Today’s presentation demonstrates that TIM-3 and LILRB2, a novel protein-to-protein binding pair on human macrophages, discovered through this platform, may provide a new therapeutic opportunity to convert immune-suppressive macrophages to immuneenhancing macrophages. Jounce researchers were able to identify a specific "myeloid functional" epitope (the defined segment of the TIM-3 protein to which the antibody binds). In in vitro assays, only the antibodies directed to this epitope converted macrophages to a more immune active, anti-tumor type. While the "myeloid functional" anti-TIM-3 antibodies did not directly affect T cells, targeting TIM-3 on myeloid cells in this manner did have a secondary, stimulatory effect on the adaptive immune system.

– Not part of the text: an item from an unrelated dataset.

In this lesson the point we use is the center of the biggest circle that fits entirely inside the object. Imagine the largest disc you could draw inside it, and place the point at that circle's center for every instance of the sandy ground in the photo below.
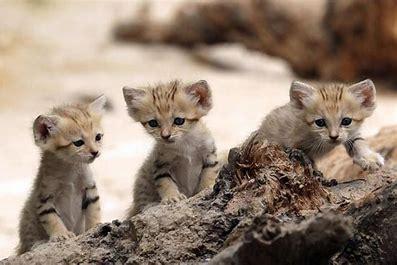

"Our Beyond T Cell programs are based on the importance of targeting different immune cells types, outside of the T cell," said Deborah Law, D. Phil., chief scientific officer, Jounce. "It is our belief that this approach will allow us to pursue tumor types not currently served by therapies that target adaptive immune cells by potentially converting the tumor microenvironment from an immune-suppressive state to an immune activating, anti-tumor state. We are tremendously excited to present the first data from this program today as we work to develop myeloid-functional TIM-3 antibodies to expand the potential immunotherapeutic approaches beyond T cells. We think this approach has the potential to bring the benefits of immunotherapy to patients that are not responsive to current immunotherapies."
About the Jounce Translational Science Platform Jounce is working to develop therapies that enable the immune system to attack tumors, thereby bringing long-lasting benefits to patients. Jounce has developed its Translational Science Platform to use an unbiased bioinformatics-based approach to interrogate particular cell types within the human tumor microenvironment (the cellular environment that makes up a tumor). This platform is designed to prioritize targets and identify related biomarkers to match the right therapy to the right patients.